Banks globally see operational risk as a much lower priority than credit risk - and especially so in Asia, where the credit risk management infrastructure is less developed, says Straley. In particular, the Hong Kong Monetary Authority (HKMA) bans banks operating in the territory from using the AMA approach, which has led banks to focus on credit risk. Globally, less than 30% of the respondents expect to implement AMA in line with the current time frame.

"The HKMA certainly has a strong view as to what the priorities of their authorised institutions and the regulated banks in Hong Kong are," says Straley. "And because of that, they have said internally and externally that, since operational risk modelling is in a very early stage of development, they don't believe it's a high priority for - or is going to bring a lot of value to - banks in the near term.

"They want to steer the banks towards putting their capital investment and their implementation effort into things viewed as more important.

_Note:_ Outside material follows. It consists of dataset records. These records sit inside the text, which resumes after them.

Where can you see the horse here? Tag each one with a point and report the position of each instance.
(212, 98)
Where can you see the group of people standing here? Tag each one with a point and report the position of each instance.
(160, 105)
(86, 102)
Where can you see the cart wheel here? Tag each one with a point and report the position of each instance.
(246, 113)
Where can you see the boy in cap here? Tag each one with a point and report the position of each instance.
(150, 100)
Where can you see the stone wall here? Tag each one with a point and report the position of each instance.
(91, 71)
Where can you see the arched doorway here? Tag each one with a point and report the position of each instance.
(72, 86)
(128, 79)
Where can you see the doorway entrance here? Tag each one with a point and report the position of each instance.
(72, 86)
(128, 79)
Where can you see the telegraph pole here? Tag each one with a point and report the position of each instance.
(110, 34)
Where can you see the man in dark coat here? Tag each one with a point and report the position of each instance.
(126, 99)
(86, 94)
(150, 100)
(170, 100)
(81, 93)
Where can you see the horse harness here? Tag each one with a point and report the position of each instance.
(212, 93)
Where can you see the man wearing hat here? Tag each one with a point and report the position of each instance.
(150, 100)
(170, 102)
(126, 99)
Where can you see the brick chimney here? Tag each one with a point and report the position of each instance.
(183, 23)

That's the main issue," he says. "Instead of sitting back and saying 'do what you want', the HKMA has taken a positive stance and by not allowing AMA, made a clear signal that they see this as a high priority now."

This does not mean the HKMA isn't taking operational risk seriously, says Simon Topping, executive director, banking policy at the HKMA. "On the contrary, the HKMA regards the greater prominence given to operational risk as a key feature of Basel II, and to highlight this, it issued detailed guidance to the industry on the management of operational risk in November. But the HKMA's focus is on getting banks to recognise and manage operational risk, rather than measure it - hence they are not pushing AMA at present."

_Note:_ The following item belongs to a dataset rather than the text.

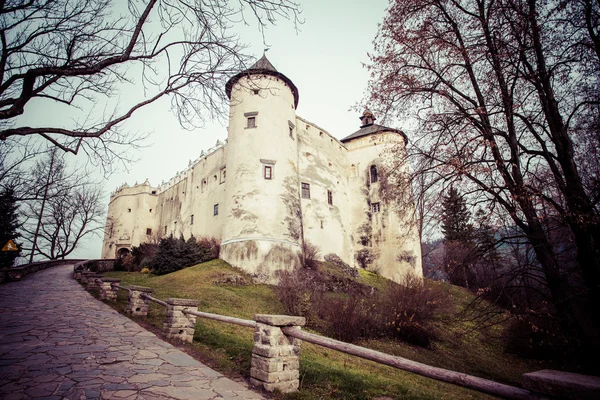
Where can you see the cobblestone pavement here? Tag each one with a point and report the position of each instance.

Many banks expect further delays to the adoption of advanced approaches - FIRB and AIRB for credit risk and AMA for operational risk - with some looking to take a more phased approach. Of the three regions, respondents were least positive that the US would be able to meet the schedule for adopting the advanced approaches, with more than 50% of respondents expecting further delays there.

In September 2005, the four federal agencies responsible for regulating US banks jointly had announced they would postpone the implementation of Basel II by a year. A dozen or so of the biggest US banks will now implement AIRB in January 2009, with January 2008 as the first opportunity for banks to conduct parallel running.

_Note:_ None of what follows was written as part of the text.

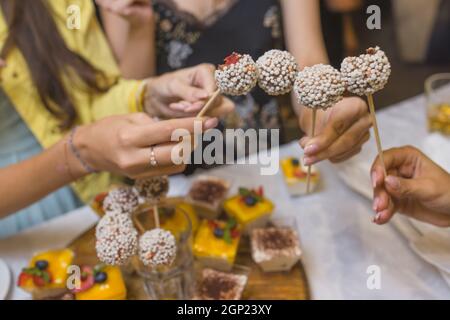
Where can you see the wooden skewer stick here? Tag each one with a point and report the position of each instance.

While many Asia-Pacific banks expect delays, several jurisdictions in the region are moving forward with their implementation timetables. For example, it is understood that the large Singapore banks are expected to adopt FIRB on the initial implementation date and AIRB fairly shortly after that. Large Korean banks, meanwhile, are looking to implement IRB approaches by January 2008.

The US timetable is less closely aligned than the European one with that in the Asia-Pacific. As a result, in some jurisdictions, a US bank with operations in Asia will have to implement earlier in certain Asian countries than on a consolidated basis in the US, says Straley. "This is less of an issue for European institutions here in Asia, because the timetables are more aligned," he adds.

The survey also found that the cost of implementing Basel II differs by region, with North American institutions spending on average more than European or Asia-Pacific institutions. Estimates of Basel programme costs have risen over the past two years. On average, more than half of respondents expect Basel II to cost their organisation at least $50 million. However, more than 90% of respondents agreed that Basel II will bring more comprehensive risk information and a better understanding of risk.

The 2006 Basel II Global Survey is the third annual global Basel survey from Ernst & Young. The latest survey was conducted online by the Economist Intelligence Unit on behalf of Ernst & Young from 31 January to March 10, 2006. Ernst & Young also conducted an Asia-Pacific Basel survey that was published in the December 2004 issue of Asia Risk.